El 7 de noviembre de 1610 se desarrolló uno de los autos de fe más multitudinarios de los que convocó la Inquisición a lo largo de su historia. Se calcula que en este juicio fueron de espectadores más de treinta mil personas. En este auto no sólo se juzgaba la brujería, sino sobre todo cuestiones relacionadas con la herejía, que era una de las principales preocupaciones del Santo Oficio. Aun así, se presentaron 31 acusados por brujería, la mayoría mujeres navarras, de las cuales seis fueron quemadas vivas y cinco, que ya habían muerto en la prisión, fueron quemadas en efigie, es decir, mediante un muñeco que las representaba. El resto de los acusados fueron “reconciliados”, que en la jerga que usaba la Inquisición significa que fueron perdonados y devueltos sin mayor problema al seno de la iglesia católica.
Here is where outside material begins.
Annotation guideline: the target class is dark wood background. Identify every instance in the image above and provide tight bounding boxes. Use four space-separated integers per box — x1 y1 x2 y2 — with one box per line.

Pero en vez de atajar el problema, este juicio celebrado en Logroño lo acrecentó, como hemos visto en algunos casos vizcaínos. Al haber condenas a brujas su existencia comenzó a tomarse en serio y las malas cosechas, los accidentes inesperados y cualquier golpe de mala suerte se empezó a interpretar en clave de mal de ojo o de hechizo. Las acusaciones entre vecinos crecían día a día y en muchos pueblos las sospechas infundadas, los rencores entre familias y las suspicacias llevaron a acusar de brujería a muchas personas inocentes. De hecho, tras los procesos de Logroño aumentaron las confesiones y los arrepentimientos por parte de supuestos seguidores del demonio que, con todo lujo de detalles, reconocían su participación en aquelarres y no dudaban en delatar a otras personas implicadas, generalmente amigos y familiares.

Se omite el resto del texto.